Oximetry has become a critical part of neonatal care. However, it is essential to be aware of the limitations and risk of inaccuracies of pulse oximetry. Inaccurate measurements may lead to unrecognized low oxygen saturations. Additionally, racial differences in the performance of oximeters may result in occult hypoxemia in Black preterm infants.
Temperature Probes
Infrared thermography is a non-invasive method of obtaining neonate skin temperature measurements. It enables accurate visualization of a neonate’s surface temperature distribution, which is crucial for assessing thermoregulatory reflexes and incubator/radiant warmer functioning.
In contrast to rectal thermometers, NIRT imaging and measurement can be done without touching the infant. This may help prevent infection due to bacterial contamination of disinfected or stored rectal thermometers.
Furthermore, it is reported to cause less disturbance than axillary temperature measurement regarding behavioral state, pain profiles, heart rate variation, and partial oxygen saturation. This could help monitor neonates at risk for hypothermia.
Other Instruments
The NICU depends heavily on advanced biomedical devices for monitoring, diagnosis, and treatment. However, these devices are frequently miniaturized versions of products developed for use in older patients or adults and have yet to undergo rigorous testing to determine their safety and efficacy in newborns and small children.
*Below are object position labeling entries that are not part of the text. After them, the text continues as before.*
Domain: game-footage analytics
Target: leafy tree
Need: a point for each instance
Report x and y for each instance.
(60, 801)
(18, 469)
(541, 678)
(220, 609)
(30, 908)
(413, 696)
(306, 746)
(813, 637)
For example, an oxygen monitor (pulse oximeter) uses a sensor taped to the baby’s hand or foot to measure the oxygen level in their blood. A blood pressure machine — a smaller version of the blood pressure cuff used on older children and adults — may also help keep track of a baby’s heart rate.
Some babies too sick to eat through their mouth or nose will be fed using a nasogastric tube that passes through the throat into the stomach. These tubes are a vital piece of equipment in the NICU.